Gerard Muñoz

Personal information
- Full name: Gerard Muñoz Nicolás
- Date of birth: 22 February 1993 (age 32)
- Place of birth: Girona, Spain
- Height: 1.82 m (5 ft 11+1⁄2 in)
- Position(s): Forward

Team information
- Current team: Bescanó

Youth career
- Girona

Senior career*
- Years: Team / Apps / (Gls)
- 2012–2014: Girona B / 63 / (21)
- 2012: → Palamós (loan) / 4 / (0)
- 2014: Girona / 1 / (0)
- 2014–2015: Farners [ca] / 34 / (2)
- 2015: Manlleu / 7 / (0)
- 2015–2016: La Jonquera / 23 / (5)
- 2016–2017: Farners [ca] /  / (9)
- 2017–2018: Girona B / 24 / (14)
- 2018–: Bescanó / 95 / (58)

= Gerard Muñoz =

Spanish footballer

Gerard Muñoz Nicolás (born 22 February 1993) is a Spanish footballer who plays for CE Bescanó as a forward.

==Football career==
Born in Girona, Catalonia, Muñoz finished his graduation with Girona FC's youth setup, and made his senior debuts while on loan at Palamós CF in the 2012–13 campaign, in Tercera División.
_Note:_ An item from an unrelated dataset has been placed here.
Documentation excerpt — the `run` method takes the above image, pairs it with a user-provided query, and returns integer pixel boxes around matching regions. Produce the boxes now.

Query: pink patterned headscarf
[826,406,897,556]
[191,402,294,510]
In October 2012, Muñoz returned to the Albirrojos and was assigned to the reserves in the regional leagues. On 5 January of the following year he played his first match as a professional, coming on as a late substitute in a 1–1 home draw against SD Ponferradina, in the Segunda División championship.

On 2 September 2014 Muñoz joined CE Farners, also in his native region. In the 2015 summer, he joined Tercera División side AEC Manlleu.